Coordinates: 48°52′28.85″N 2°20′17.75″E / 48.8746806°N 2.3382639°E

Jean-Baptiste Lallemand :
The Hôtel de Thellusson in Paris
Hôtel entrance

The Hôtel Thellusson[1] was a luxurious hôtel particulier, built in 1778 by Claude-Nicolas Ledoux for Marie-Jeanne Girardot de Vermenoux (1736–1781), widow of the banker from Geneva Georges-Tobie de Thellusson (1728–1776).[2]

This hotel was situated at 30, rue de Provence, in an English garden between the rue de Provence and the rue de la Victoire. It opened on the rue de Provence with a huge portal with the shape of a triumphal arch, in antique Medicis style, in the axis of the rue Laffitte, at that time called the rue d'Artois. It was visible from the boulevard. Coaches entered the hôtel by a swept drive; there was also an exit in rue de la Victoire.

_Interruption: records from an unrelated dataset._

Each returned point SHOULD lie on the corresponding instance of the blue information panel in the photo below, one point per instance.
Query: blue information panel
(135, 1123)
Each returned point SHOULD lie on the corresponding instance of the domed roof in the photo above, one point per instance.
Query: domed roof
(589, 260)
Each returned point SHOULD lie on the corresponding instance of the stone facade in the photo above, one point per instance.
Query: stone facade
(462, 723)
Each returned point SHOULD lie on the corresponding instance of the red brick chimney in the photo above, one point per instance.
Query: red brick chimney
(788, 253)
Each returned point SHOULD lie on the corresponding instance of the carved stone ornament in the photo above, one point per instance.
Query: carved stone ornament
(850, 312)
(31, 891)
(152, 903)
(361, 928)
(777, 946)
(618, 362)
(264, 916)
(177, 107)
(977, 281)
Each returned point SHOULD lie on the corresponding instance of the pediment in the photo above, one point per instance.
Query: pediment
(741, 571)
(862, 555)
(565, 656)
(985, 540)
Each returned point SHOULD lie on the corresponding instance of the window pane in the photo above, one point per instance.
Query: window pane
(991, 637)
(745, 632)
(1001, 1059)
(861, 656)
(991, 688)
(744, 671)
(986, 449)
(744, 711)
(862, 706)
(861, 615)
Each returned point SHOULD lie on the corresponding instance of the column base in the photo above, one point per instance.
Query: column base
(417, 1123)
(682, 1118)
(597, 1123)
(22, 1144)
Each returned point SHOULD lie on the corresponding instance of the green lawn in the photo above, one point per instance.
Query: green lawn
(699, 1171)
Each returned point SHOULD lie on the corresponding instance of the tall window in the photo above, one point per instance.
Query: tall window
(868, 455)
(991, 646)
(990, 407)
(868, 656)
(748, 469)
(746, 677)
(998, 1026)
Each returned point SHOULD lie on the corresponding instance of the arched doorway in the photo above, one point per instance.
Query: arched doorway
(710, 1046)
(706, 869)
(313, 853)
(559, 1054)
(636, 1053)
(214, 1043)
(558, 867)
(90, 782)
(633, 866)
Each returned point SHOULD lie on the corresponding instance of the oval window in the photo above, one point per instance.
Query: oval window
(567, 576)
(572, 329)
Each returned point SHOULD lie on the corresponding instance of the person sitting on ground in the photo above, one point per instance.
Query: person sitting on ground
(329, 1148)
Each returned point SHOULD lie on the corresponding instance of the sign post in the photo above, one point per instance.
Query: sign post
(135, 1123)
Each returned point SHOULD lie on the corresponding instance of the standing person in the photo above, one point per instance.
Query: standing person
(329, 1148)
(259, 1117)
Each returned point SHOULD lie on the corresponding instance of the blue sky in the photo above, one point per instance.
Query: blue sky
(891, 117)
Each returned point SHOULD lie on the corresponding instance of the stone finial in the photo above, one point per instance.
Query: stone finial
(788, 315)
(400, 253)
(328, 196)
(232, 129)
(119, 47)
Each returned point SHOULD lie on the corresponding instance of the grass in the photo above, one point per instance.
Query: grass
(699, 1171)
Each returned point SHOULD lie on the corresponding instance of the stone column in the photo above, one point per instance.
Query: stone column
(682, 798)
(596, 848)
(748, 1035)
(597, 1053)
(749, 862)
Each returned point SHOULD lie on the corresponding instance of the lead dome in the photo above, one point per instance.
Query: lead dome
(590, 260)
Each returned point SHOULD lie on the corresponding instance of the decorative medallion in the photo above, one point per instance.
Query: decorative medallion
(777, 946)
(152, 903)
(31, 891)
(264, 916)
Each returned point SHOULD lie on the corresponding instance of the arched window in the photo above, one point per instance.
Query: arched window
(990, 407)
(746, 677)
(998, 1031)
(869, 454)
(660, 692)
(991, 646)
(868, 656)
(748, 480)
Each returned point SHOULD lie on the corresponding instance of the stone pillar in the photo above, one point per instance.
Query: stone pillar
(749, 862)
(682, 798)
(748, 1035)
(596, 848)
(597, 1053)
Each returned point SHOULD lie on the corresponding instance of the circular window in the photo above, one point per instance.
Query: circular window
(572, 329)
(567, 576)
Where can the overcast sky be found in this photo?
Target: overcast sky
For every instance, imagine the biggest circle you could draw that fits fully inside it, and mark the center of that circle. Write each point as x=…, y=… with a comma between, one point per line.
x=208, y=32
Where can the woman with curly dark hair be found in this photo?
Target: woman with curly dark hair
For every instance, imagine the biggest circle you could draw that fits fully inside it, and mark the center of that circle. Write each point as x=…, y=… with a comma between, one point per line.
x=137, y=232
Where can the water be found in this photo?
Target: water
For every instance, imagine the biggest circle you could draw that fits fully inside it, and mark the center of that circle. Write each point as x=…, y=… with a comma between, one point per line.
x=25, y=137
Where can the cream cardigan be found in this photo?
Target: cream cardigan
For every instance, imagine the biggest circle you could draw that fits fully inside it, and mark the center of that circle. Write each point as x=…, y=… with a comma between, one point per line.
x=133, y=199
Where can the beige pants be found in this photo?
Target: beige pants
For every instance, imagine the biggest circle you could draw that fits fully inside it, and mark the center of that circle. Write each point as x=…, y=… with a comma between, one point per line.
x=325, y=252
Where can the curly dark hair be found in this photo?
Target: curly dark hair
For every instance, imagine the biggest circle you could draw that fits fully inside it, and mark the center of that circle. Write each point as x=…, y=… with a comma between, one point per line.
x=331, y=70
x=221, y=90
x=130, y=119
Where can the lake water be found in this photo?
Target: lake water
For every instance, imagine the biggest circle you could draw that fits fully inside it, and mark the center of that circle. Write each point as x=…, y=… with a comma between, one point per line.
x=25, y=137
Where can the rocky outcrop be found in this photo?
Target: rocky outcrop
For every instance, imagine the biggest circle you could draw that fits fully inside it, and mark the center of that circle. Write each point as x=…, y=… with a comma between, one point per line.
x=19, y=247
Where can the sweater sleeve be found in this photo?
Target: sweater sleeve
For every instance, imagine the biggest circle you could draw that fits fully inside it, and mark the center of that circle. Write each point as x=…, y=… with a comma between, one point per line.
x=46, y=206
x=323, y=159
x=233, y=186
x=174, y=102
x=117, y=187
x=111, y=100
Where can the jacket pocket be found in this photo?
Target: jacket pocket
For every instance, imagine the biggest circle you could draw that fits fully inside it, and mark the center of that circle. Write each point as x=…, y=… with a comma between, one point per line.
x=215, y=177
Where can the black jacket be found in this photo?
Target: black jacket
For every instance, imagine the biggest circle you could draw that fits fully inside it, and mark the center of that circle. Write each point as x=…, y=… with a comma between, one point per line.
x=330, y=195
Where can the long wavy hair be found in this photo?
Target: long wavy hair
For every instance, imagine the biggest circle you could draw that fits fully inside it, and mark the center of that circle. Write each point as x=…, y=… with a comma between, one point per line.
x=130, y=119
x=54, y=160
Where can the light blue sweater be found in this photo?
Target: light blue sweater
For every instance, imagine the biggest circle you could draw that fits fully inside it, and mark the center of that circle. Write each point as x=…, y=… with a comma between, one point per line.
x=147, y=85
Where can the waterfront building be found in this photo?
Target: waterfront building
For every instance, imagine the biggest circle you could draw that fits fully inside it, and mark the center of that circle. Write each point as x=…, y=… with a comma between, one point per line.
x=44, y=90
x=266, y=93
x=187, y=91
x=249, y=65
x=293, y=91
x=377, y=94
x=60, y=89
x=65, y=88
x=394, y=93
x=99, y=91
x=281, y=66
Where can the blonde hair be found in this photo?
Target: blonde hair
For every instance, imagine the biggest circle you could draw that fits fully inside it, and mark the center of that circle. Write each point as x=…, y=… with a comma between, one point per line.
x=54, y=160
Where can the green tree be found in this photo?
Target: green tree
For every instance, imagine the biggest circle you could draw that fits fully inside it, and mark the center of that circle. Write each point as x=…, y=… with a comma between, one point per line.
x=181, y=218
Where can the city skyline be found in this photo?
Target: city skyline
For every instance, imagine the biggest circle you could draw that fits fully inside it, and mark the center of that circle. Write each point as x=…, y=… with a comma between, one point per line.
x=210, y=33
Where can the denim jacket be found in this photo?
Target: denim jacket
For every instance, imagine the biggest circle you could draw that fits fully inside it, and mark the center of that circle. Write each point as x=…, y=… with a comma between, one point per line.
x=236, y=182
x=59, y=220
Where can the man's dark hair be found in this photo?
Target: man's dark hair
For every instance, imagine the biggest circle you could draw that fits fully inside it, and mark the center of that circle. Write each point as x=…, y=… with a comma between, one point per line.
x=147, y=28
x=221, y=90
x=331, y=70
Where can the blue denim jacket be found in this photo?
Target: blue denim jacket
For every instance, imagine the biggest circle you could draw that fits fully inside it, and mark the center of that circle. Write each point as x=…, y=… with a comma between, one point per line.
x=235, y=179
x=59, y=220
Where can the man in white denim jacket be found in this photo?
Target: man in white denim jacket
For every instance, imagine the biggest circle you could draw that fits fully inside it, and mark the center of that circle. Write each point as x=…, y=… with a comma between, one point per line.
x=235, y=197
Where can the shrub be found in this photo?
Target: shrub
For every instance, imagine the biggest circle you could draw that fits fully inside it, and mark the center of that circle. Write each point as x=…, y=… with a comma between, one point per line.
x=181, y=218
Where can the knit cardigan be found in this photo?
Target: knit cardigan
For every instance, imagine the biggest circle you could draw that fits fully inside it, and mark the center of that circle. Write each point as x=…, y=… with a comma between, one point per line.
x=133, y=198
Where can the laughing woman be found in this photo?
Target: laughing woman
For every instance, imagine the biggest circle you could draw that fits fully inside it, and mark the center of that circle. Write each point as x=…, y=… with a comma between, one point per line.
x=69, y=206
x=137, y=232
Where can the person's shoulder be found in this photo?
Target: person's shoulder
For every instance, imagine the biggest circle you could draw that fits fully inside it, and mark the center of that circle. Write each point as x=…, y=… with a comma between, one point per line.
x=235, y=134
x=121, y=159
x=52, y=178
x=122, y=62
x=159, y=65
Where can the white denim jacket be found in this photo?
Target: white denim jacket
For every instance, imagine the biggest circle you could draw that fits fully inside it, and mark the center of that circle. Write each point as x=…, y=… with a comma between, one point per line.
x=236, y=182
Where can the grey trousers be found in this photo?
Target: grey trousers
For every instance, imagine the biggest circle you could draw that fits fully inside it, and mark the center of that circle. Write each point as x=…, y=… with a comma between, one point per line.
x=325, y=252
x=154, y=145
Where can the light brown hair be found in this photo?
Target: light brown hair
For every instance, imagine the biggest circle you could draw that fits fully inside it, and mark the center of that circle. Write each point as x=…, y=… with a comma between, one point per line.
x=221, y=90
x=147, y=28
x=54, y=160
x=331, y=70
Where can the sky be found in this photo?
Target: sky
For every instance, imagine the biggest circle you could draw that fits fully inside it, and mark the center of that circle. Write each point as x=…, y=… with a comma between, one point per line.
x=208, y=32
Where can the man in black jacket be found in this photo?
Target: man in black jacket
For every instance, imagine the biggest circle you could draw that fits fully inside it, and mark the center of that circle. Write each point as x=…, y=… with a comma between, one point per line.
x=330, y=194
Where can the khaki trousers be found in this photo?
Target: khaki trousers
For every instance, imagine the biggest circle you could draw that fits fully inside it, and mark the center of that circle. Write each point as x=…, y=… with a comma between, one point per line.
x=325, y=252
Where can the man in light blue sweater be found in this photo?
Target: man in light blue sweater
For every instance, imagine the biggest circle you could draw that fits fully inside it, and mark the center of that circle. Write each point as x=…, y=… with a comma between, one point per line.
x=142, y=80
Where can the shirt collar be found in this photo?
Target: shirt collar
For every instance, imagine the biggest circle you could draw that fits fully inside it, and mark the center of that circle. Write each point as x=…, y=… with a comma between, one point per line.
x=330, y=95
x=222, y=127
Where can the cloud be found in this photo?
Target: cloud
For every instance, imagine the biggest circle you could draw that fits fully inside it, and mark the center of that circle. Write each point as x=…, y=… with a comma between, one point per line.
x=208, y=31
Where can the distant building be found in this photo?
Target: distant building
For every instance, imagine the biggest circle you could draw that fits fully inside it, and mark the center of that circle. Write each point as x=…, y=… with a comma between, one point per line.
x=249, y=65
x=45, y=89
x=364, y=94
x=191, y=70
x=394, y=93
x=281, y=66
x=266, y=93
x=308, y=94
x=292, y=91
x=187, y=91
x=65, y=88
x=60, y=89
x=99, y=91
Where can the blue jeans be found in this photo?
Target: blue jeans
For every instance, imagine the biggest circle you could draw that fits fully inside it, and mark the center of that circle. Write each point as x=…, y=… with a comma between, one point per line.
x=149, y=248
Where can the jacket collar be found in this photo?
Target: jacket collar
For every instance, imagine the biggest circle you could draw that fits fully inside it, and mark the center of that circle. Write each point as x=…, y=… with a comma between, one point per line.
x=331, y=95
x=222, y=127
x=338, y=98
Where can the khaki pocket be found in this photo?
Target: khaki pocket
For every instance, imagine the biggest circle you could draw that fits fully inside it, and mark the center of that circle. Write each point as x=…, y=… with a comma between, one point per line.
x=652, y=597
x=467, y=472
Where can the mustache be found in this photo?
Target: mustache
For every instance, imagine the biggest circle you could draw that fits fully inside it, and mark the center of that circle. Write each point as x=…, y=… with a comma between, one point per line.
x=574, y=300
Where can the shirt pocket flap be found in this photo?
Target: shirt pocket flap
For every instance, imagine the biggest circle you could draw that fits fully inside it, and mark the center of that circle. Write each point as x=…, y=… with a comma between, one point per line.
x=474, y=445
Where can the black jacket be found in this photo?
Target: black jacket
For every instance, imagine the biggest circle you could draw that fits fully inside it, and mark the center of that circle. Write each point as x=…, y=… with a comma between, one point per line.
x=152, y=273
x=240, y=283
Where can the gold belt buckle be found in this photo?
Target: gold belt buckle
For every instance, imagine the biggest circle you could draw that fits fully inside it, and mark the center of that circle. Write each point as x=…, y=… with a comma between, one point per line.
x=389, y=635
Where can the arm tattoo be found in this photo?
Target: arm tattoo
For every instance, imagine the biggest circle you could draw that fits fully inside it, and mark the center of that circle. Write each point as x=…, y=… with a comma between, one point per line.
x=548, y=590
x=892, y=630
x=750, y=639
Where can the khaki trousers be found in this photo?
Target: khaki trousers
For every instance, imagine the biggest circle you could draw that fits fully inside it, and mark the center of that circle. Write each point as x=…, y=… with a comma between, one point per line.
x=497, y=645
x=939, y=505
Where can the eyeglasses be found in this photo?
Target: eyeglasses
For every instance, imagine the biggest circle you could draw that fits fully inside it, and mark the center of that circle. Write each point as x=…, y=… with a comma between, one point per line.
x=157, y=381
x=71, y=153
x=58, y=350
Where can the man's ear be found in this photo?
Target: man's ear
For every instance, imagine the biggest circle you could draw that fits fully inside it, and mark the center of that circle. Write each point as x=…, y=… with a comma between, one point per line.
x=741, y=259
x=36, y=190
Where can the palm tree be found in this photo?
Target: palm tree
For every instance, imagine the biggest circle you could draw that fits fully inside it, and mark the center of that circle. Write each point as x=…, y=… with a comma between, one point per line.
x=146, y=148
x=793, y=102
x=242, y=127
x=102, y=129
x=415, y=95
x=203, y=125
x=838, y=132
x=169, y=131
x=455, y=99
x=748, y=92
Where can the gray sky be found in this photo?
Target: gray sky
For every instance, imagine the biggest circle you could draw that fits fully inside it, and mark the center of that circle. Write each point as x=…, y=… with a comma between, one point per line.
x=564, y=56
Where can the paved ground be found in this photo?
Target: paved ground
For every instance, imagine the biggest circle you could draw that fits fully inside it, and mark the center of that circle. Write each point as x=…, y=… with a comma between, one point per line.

The central hall was also circular. In the center was a rock and around it a colonnade.

After her death in 1781, Mme Thelusson's eldest son, John Isaac de Thellusson Sorcy (1764–1828) completed the hotel. As they were Genevan nationals, the Thellusson kept ownership of the hotel during the Revolution, but they returned to it only in 1797.

After the Thermidorian Reaction, there was a bal des victimes, a "victims' ball" in the hotel. It was reserved for people with a close relative guillotined during the Revolution.

John Isaac sold the hotel in 1802 to the Prince Joachim Murat, who exchanged it in 1807 with Napoleon Bonaparte for the Hôtel de l'Élysée (which will be renamed Élysée Palace) plus one million francs. Napoleon offered the house to Tsar Alexander Ist as the Russian Embassy in France. The tsar lived there in 1818, and Carlo Andrea Pozzo di Borgo, adviser of the tsar, organized prestigious balls and receptions in the hotel.

The house was destroyed in 1826 when the rue Laffitte was extended to the rue de la Victoire.

Notes

  1. Thélusson gains an accent in French.
  2. Jean-Marie Pérouse de Montclos (ed.), Le Guide du Patrimoine. (Paris, Hachette) 1994, p. 405; G. Girod de l'Ain, Les Thellusson: histoire d'une famille du XIVe siècle à nos jours, 1977.